With the development of our AI-based diagnostic assistant ‘E.Mo,’ we are acutely aware of the balance required between technological innovation and clinical responsibility in the current scenario. Our rollout strategy is phased and very cautious - starting with the internal testing using de-identified datasets, followed by rigorous multi-site validation studies in partnership with our hospital network. We prioritize clinical safety and practitioner trust above all, recognizing that in healthcare and especially mental health—the consequences of error are too high to justify speed without care.
You and Tarun both came from high-pressure environments. How have you adapted your leadership style for the mental health sector, and what cultural pillars differentiates Lissun from previous ventures?
Tarun and I come from high-pressure, high-growth environments Uber and Flipkart where speed, data and scale drove decision making. Moving into the mental health space required a complete rethinking of leadership style. At Lissun, our organisational culture prioritises empathy, safety and collaboration. We’ve built a “care-first” company where clinical outcomes and caregiver support trump growth-at-any-cost metrics. Our leadership model now focuses on slow, intentional decision making, reflective feedback loops and team member well-being. Clinician support groups, therapist mentoring and non-hierarchical decision making ensures Lissun remains human centric both internally and externally. This softer, more reflective leadership has been key to building trust and authenticity in everything we do.

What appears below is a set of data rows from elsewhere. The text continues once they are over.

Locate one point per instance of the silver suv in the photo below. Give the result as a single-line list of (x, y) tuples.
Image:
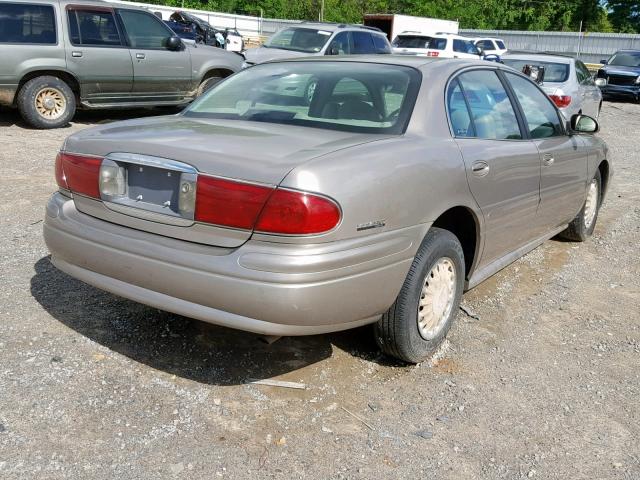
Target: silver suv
[(58, 55), (307, 39)]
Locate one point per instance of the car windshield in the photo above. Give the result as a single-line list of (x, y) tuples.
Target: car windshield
[(626, 59), (554, 72), (411, 41), (308, 40), (350, 97)]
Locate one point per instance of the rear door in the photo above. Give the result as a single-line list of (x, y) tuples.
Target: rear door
[(563, 176), (98, 54), (503, 166), (157, 71)]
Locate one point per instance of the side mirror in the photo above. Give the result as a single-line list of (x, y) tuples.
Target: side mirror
[(174, 43), (534, 72), (584, 124)]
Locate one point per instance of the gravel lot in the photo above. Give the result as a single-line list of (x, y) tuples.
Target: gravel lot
[(543, 383)]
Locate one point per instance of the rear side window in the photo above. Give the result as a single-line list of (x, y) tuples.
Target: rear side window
[(362, 43), (492, 114), (144, 29), (541, 116), (437, 43), (93, 27), (24, 23), (380, 43), (485, 45)]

As you expand from 40 to 50 cities, how do you tailor your service model for Tier 2 and Tier 3 markets, and what localization strategies ensure both quality and affordability?
As we go from 40 to 50 cities, much of our focus is on Tier 2 and Tier 3 markets where mental health needs are high, but access is limited. Our model in these regions is around affordability, cultural relevance and trust. We partner with local hospitals and paediatricians to plug into existing community frameworks. Therapies are delivered in local languages, with cultural references that resonate with children and families. We also use paraprofessionals locally recruited and trained who deliver care under remote supervision from senior therapists. Group therapies, short duration intensive programs and subsidized pricing structures help lower the entry barrier. We use WhatsApp based coaching and school tie-ups to keep care consistent and cost effective, so we can scale deeply into underserved areas.
Looking ahead five years, what does success look like for Lissun at a million lives impacted, and which bespoke metrics will you use to prove you are truly solving mental health at scale?
In 5 years Lissun means having impacted 1 million lives meaningfully – with measurable improvements in emotional, cognitive and behavioural health. We don’t define success by reach. Instead, we use custom metrics like the Child Progress Index (CPI) which aggregates outcomes across validated clinical tools and the Family Empowerment Metric (FEM) which measures how confident and supported parents feel in managing their child’s care. We also track the Institution Adoption Index (IAI) to measure partner engagement and the Therapist Burnout Index (TBI) to make sure our internal teams are energized and motivated. We want to create a model where mental health is embedded in mainstream paediatric and educational systems, led by technology but grounded in trust, empathy and evidence.